The crash of the post-WWII debt supercycle will ripple out though our society in ways we cannot now imagine.  There are a few who can grasp the trend of events and see what lies ahead. 

Like this article by Brad Delong, economics professor at Berkeley:  “Today in Financial History“, posted at his blog Grasping Reality with both hands, 29 September 2008. I strongly recommend reading this.  It gives a valuable if somewhat long and technical analysis of our situation.  More important are his conclusions, of special significance because the Obama administration will hire either DeLong or others like him.  So his analysis is academic speculation, but not just academic speculation.

He concludes with some chilling words.

Five more notes:

First, last spring Larry Summers had good arguments that we had then set in motion enough policy moves to resolve the crisis and save the world economy from depression. We had implicitly guaranteed the unsecured debt of every large investment bank in the United States. And we had greatly strengthened the implicit guarantee of Fannie and Freddie. That should have been enough. But clearly it wasn’t.

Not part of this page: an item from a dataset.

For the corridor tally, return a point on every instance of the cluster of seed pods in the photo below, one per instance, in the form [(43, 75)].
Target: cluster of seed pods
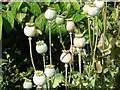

Second, I don’t believe that after this the price of risk will ever again become a free-market price, just as after the Great Depression the short-term price of liquidity–the short term interest rate–ever became a free-market price. The federal government, in one form or another, is going to be in the business of insuring debt securities against steep declines in value. Securities that are not so insured will simply not be traded. What Fannie Mae did for “conforming” home loans, the Treasury or some other government agency will do for derivative securities. It will offer insurance, charge for that insurance, and supervise and oversee financiers much more strictly.